My new book of robot poems (entitled Robot Poems, logically enough) has now been published. It's a collection of long and short poems about robots, androids, cyborgs and other assorted cybernetic beings, and it includes a mini-epic, 'The Mime of the Android Stammerer', one of my longest ever poems.

It is available in both paperback and ebook editions, and in fact the ebook edition is a free download for the next five days (in other words, until June 27th). This is the link to the American Amazon but you can find the ebook on any Amazon outlet.

All in all, I think it's my best poetry collection to date. Some of the poems concern themselves with competent robots, our future overlords, but most are about robots that have been wired wrongly or who aren't sapient at all. A few are even powered by clockwork.

I have been interested in Artificial Intelligence since I was young and many of my favourite works in the science-fiction genre are about robots (rather than spaceships, aliens and distant galaxies). I am especially thinking of Stanisław Lem's Cyberiad and Mortal Engines, and John Sladek's Tik-Tok and Roderick. The first Brian Aldiss story I truly enjoyed and which turned me into a lifelong fan was about robots ('Who Can Replace a Man?'). Robots can be very amusing as well as instructive. They can be terrifying too.

My own robots tend to be comical, absurdist, whimsical creations, but not always. The earliest poems in this book (from the early 1990s) tend to be more serious; the later ones tend to be more humorous. I now hope to have a rest from writing poetry about robots...

Thursday, June 16, 2022

 

My One-Thousandth Story

I have finished writing my one-thousandth story. I regard the entire set of stories as one story-cycle. The linkages between the stories are sometimes direct but more often subtle, tangential, symbolic. The last part of the last story is a prequel to the very first story, so the whole thing goes around in a big loop.

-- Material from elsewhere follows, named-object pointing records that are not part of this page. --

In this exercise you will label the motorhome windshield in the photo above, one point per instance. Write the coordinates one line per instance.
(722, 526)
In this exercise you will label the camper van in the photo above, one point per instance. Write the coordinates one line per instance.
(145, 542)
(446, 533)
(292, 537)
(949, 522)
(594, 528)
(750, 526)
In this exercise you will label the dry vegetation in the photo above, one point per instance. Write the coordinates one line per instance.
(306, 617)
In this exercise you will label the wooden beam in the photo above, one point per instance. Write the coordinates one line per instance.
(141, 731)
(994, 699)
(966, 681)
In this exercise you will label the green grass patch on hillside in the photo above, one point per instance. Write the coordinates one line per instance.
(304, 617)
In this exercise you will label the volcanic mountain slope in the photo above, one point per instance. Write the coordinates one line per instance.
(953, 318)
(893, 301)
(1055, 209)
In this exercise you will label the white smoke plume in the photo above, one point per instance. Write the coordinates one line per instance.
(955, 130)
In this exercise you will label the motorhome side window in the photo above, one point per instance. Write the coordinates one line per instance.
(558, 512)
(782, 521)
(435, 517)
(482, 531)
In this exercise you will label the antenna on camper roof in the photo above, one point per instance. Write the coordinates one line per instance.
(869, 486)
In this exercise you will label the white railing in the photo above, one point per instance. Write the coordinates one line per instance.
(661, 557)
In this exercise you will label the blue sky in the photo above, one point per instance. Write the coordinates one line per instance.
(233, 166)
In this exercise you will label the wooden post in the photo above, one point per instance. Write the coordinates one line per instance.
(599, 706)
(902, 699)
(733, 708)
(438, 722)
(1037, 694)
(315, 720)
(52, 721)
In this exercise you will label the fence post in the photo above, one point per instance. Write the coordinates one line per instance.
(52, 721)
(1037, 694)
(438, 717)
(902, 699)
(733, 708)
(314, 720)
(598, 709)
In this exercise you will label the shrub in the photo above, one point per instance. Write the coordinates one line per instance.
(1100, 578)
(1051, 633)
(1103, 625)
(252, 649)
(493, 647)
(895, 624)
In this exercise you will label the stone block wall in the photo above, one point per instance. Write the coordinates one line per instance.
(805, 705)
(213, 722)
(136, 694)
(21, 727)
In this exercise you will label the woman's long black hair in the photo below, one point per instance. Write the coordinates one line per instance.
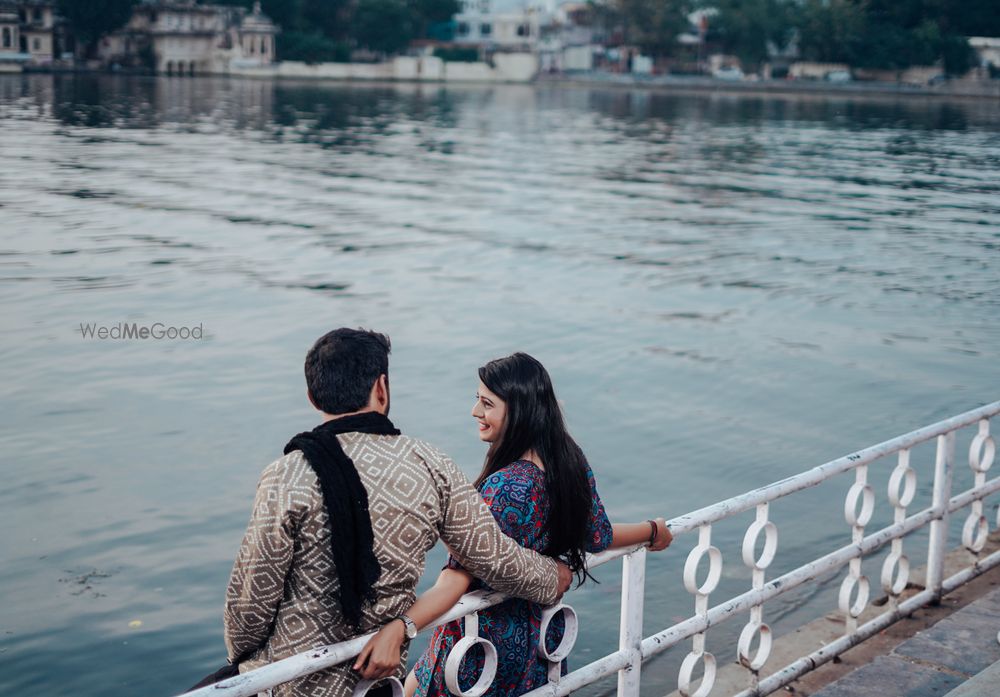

Total wordage? About four million words, though I will have to do a proper wordcount soon. That will involve putting all the stories into one document. It is going to be a big document for sure. The overall name of the story-cycle is Pandora's Bluff. Pandora opened the box of troubles and after the final trouble had emerged, the figure of Hope appeared. But Hope is often false, a trick, a jest. This is the harshly ironic point I want to make with the title of my story-cycle.

I have a lot to say about this project and doubtless in the coming weeks and months I will say much of it. In the meantime I will confine myself to the statement that this is surely the largest fiction project ever attempted by a Welsh writer. Begun in August 1989 and finished in June 2022. Thirty-three years.

When I began writing it, I had no idea that all the stories were going to be connected and form a single story-cycle. I must have written 100 or so stories before the idea came to me. Almost every story in the cycle can be read as a standalone. That is important. But the wholeness of the entire scheme is vital to my vision.

The photo above captures me moments after I typed the last word of the last story. Not a particularly special photo in objective terms, but one that will doubtless have significance for me in the future. A complete list of all the titles in the cycle can be found here. Titles on their own reveal little, but I am pleased with the euphony of the best of them, which are almost one-line poems.